Part 4—Reporting and other obligations for Commonwealth companies
Division 1—Preliminary
34
Meaning of Commonwealth company and wholly‑owned Commonwealth
company
(1) In this Act, Commonwealth company
means a Corporations Act company in which the Commonwealth has a controlling
interest. However, it does not include a company in which the Commonwealth has
a controlling interest through one or more interposed Commonwealth authorities
or Commonwealth companies.
(2) In this Act, wholly‑owned
Commonwealth company means any
Commonwealth company, other than a company any of the shares in which are
beneficially owned by a person other than the Commonwealth.
35
Role of Auditor‑General
(1) The Auditor‑General is, in relation
to each Commonwealth company, either:
(a) to be the auditor of the company
under the Corporations Act 2001; or
(b) if someone else is the company’s
auditor—to give a report on the company’s financial statements (see subsection 36(2)).
(2) The Auditor‑General is to audit the
financial statements of each subsidiary of a Commonwealth company (there are
exceptions to this—see subsection 37(4)).
Note: If the Auditor‑General is not the
subsidiary’s auditor, this means that the Auditor‑General has to do an
audit of the statements in addition to that done by the subsidiary’s auditor.
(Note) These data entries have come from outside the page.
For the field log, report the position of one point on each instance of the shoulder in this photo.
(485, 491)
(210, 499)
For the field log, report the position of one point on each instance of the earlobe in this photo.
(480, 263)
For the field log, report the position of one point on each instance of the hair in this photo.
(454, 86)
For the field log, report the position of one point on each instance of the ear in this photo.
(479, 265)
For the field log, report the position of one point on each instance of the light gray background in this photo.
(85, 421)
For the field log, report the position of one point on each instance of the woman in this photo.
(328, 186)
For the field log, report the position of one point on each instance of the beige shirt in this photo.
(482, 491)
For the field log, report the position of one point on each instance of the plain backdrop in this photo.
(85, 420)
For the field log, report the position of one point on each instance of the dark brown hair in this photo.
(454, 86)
Division 2—Reporting obligations
Subdivision A—Annual report and related obligations
36
Annual Report
(1) At least 14 days before each annual
general meeting, a Commonwealth company must give the responsible Minister:
(a) a copy of the company’s annual
report that includes the company’s annual general meeting documents (or, if
there is no such annual report, a copy of the company’s annual general meeting
documents); and
(b) any additional report under subsection (2).
For this purpose, annual general meeting documents
means the documents relating to a financial year that the company is required
by the Corporations Act 2001 to lay before its annual general meeting.
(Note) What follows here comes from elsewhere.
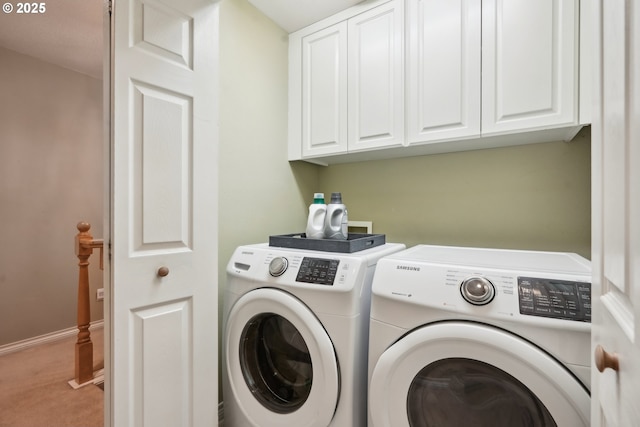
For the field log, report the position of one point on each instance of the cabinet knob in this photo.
(605, 360)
Maximum penalty: 50 penalty units.
Note 1: Chapter 2 of the Criminal Code sets
out the general principles of criminal responsibility.
Note 2: Section 4AA of the Crimes Act 1914
sets the current value of a penalty unit.
(2) If the auditor’s report required by the Corporations
Act 2001 was prepared by an auditor other than the Auditor‑General, subsection (1)
also requires the company to give a report by the Auditor‑General on the
financial statements.
(3) In preparing a report for the purposes of
subsection (2), the Auditor‑General must use the same Corporations
Act 2001 rules as applied to the report by the other auditor.
(4) If the Commonwealth company is a wholly‑owned
Commonwealth company, the responsible Minister must table the documents in
each House of the Parliament as soon as practicable after receiving them. In
all other cases, the Minister must table the documents in each House of the
Parliament as soon as practicable after the annual general meeting of the
company.
(5) The regulations may make provision
dealing with how this section applies to a Commonwealth company that is not
required to hold an annual general meeting or in relation to which an auditor’s
report is not required to be prepared.
(6) Without limiting the generality of subsection (5),
regulations for the purposes of that subsection may provide that this section
applies with specified modifications.
37
Audit of relevant subsidiary’s financial statements
(1) Subject to subsection (4), the
directors of a Commonwealth company must do whatever is necessary to ensure
that all relevant subsidiary’s financial statements are audited by the Auditor‑General.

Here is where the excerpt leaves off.